Réseaux sociaux : les médias à la conquête du live

Concurrence oblige, les chaînes d’information se sont elles aussi laissées emporter par le tourbillon infernal de la vidéo instantanée en ligne. Une nouvelle technique que les médias tentent d’apprivoiser, au risque d’inonder leurs lecteurs.

Les applications pour diffuser de la vidéo se multiplient comme des petits pains. Le géant Snapchat, qui permet d’envoyer et recevoir des vidéos, son concurrent Instagram qui s’est également placé sur le créneau vidéo avec le lancement de sa story, sans oublier le polémique Périscope, qui a fait office de point d’entrée de la vidéo en direct sur les réseaux sociaux.

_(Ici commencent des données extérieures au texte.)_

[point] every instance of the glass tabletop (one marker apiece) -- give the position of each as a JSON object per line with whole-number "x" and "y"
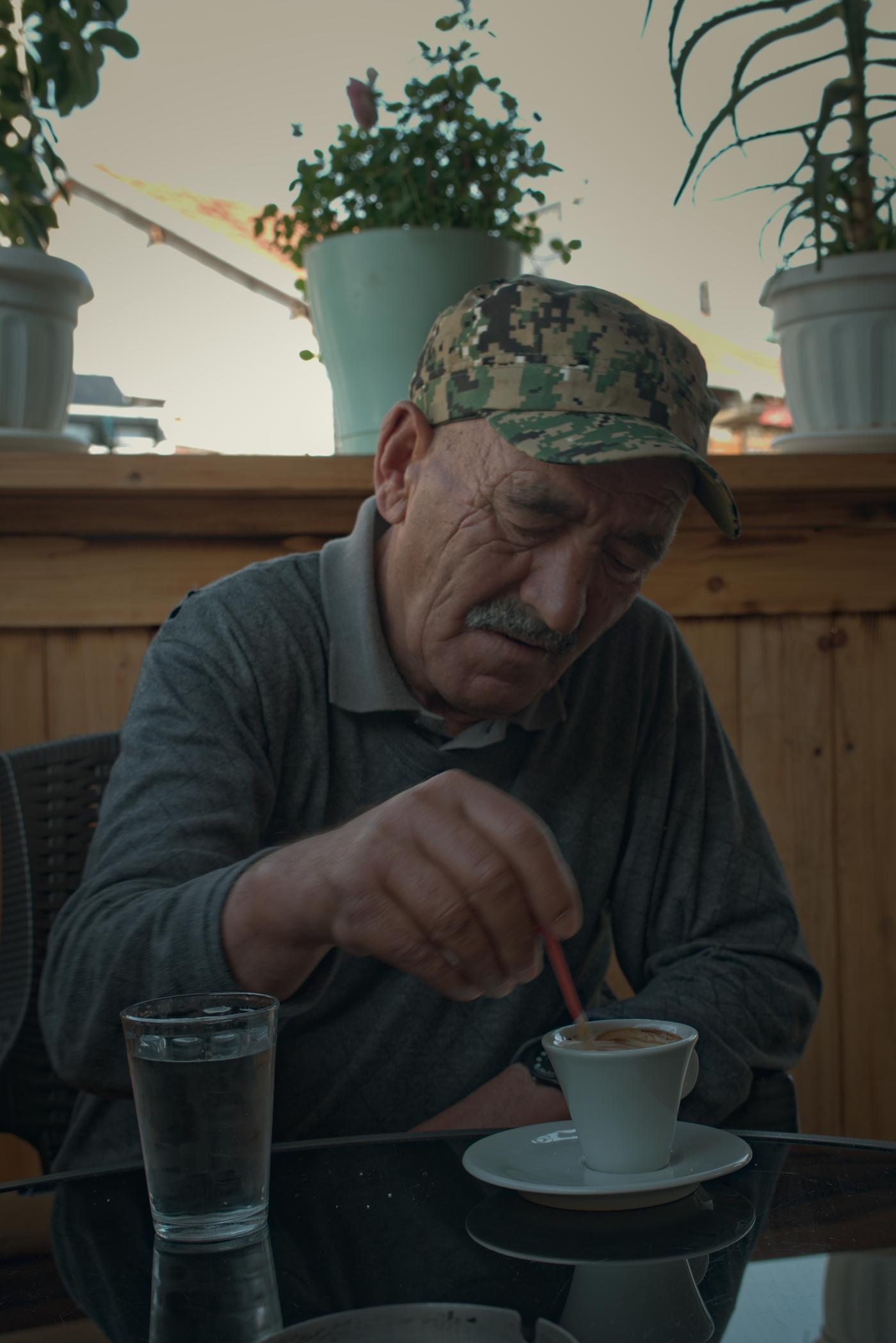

Les médias se sont rapidement emparés du format et ont tenté de déchiffrer les codes du numériques qui se composent à mesure des nouvelles techniques. La tendance a carrément explosé lorsque Facebook a intégré le live à ses fonctionnalités. Une mine d’or pour les chaînes d’information qui, par ce biais, trouvent une nouvelle stratégie digitale pour séduire un jeune public qui boude de plus en plus la télévision.

Un nouveau business model

Comme tout ce qui est numérique, la question de la monétisation reste floue pour le commun des mortels. À vrai dire, le sujet a longtemps été en suspend. Le temps déjà de voir si la vidéo en ligne mordait à l’hameçon et réalisait une quantité de visualisations suffisantes, mais également de réfléchir à une stratégie pour que tout le monde, réseaux sociaux et annonceurs, y trouvent leur compte. En ce qui concerne Facebook, des sources américaines ont annoncé que le réseau social aurait trouvé un bon compromis en monétisant les vidéos via le partage des revenus publicitaires avec les propriétaires des pages. Ainsi, on pourrait trouver sur ses vidéos d’au moins 90 secondes des « mid-roll », vidéo publicitaire de quelques secondes qui s’affiche au milieu du contenu, live ou non. Basé sur un système similaire à celui déjà mis en place par le concurrent Youtube, cela voudrait dire scinder le contenu en deux plutôt que de placer la publicité dès le début qui vie un « pre-roll », on l’imagine, découragerait la vision. Une technique donc moins intrusive, modulable par les pages.

Vidéo Direct 1

Un rapport à l’information plus intime

Tout se met petit à petit en place pour accueillir au mieux les nouveaux formats vidéo. Mais comment l’utilisateur interagit avec ce nouveau contenu proposé ? Plus agressif que les simples vidéos qui s’affichent dans le flux, le Live entre directement en contact avec le spectateur.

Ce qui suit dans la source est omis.